I think I’ve discovered the cause here. My first hint was that I noticed that calling the GeoDataframe constructor on a pandas dataframe, modifies the original dataframe (by adding a geometry column Geopandas #1179). Apparently this behaviour also exists in pandas: if you call the Dataframe constructor on another dataframe, pandas will simply create a view, not a copy so changes made on the new dataframe will propagate to the old dataframe.
Knowing this it would suggest that the problem is coming from these lines of code
The code is using the dataframe constructor to convert a geodataframe to a dataframe. It then makes changes to the dataframe using shapely.wkt.dumps(x) to serialize the geometry. However modifying df will also change gdf, since df is just a view of gdf.
Indeed this can be verified easily. Prior to passing the your geodataframe, gdf, to kepler, run gdf.dtypes to inspect the data types. You should see that the geometry column has a geometry dtype, as expected.
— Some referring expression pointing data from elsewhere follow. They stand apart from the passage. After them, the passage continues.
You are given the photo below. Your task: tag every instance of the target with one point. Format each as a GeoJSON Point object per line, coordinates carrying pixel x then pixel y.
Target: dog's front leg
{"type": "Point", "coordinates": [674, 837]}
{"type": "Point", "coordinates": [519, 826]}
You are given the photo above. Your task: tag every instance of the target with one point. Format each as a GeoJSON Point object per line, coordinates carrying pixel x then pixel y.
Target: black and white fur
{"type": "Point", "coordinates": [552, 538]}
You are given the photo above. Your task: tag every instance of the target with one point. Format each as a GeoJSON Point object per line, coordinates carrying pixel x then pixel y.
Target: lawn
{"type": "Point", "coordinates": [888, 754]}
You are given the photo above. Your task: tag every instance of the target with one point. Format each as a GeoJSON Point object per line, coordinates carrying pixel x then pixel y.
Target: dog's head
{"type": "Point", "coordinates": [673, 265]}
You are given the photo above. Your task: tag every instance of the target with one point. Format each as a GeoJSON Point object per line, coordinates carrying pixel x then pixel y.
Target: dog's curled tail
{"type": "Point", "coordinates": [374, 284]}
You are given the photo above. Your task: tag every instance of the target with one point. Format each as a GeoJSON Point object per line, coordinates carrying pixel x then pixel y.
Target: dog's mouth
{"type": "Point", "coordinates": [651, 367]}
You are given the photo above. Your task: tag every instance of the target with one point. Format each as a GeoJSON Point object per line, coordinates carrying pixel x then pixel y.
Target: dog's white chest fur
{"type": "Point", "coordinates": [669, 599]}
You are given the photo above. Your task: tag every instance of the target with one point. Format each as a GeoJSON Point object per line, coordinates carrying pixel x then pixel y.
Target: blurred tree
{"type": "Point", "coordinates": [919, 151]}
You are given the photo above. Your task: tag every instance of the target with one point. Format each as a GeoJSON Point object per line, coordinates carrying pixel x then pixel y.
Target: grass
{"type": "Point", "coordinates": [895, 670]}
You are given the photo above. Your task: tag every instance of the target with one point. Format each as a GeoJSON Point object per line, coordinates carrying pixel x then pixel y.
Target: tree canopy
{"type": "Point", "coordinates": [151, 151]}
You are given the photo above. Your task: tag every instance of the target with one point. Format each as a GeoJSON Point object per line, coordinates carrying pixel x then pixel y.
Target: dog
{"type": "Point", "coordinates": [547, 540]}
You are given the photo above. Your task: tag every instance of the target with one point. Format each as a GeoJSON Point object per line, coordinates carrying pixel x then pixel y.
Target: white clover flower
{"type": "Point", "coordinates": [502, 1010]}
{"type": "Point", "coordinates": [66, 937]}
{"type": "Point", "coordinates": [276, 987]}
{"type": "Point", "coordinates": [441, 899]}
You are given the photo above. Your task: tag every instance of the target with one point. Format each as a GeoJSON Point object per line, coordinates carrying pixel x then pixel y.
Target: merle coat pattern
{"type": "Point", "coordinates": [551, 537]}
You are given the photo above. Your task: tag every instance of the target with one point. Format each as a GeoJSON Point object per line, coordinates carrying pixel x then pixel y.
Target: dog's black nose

After you add the data to kepler, inspect gdf.dtypes again and you’ll see this:
The geometry column now has an object dtype! Interestingly if you call gdf.geometry directly, it may still show up as a geometry dtype; I suspect this is GeoPandas enforcing a type on this column. However, if you now convert the gdf to a df using pd.DataFrame(gdf), as is done in the code, the geometry column on the new df will indeed be cast as an object type. shapely.wkt.dumps(x) operates on geometries not strings, so the error _‘str’ object has no attribute 'geom’ is thrown.
To avoid this problem you could pass a copy of the data as was already mentioned or pass a GeoJson object using gdf.to_json()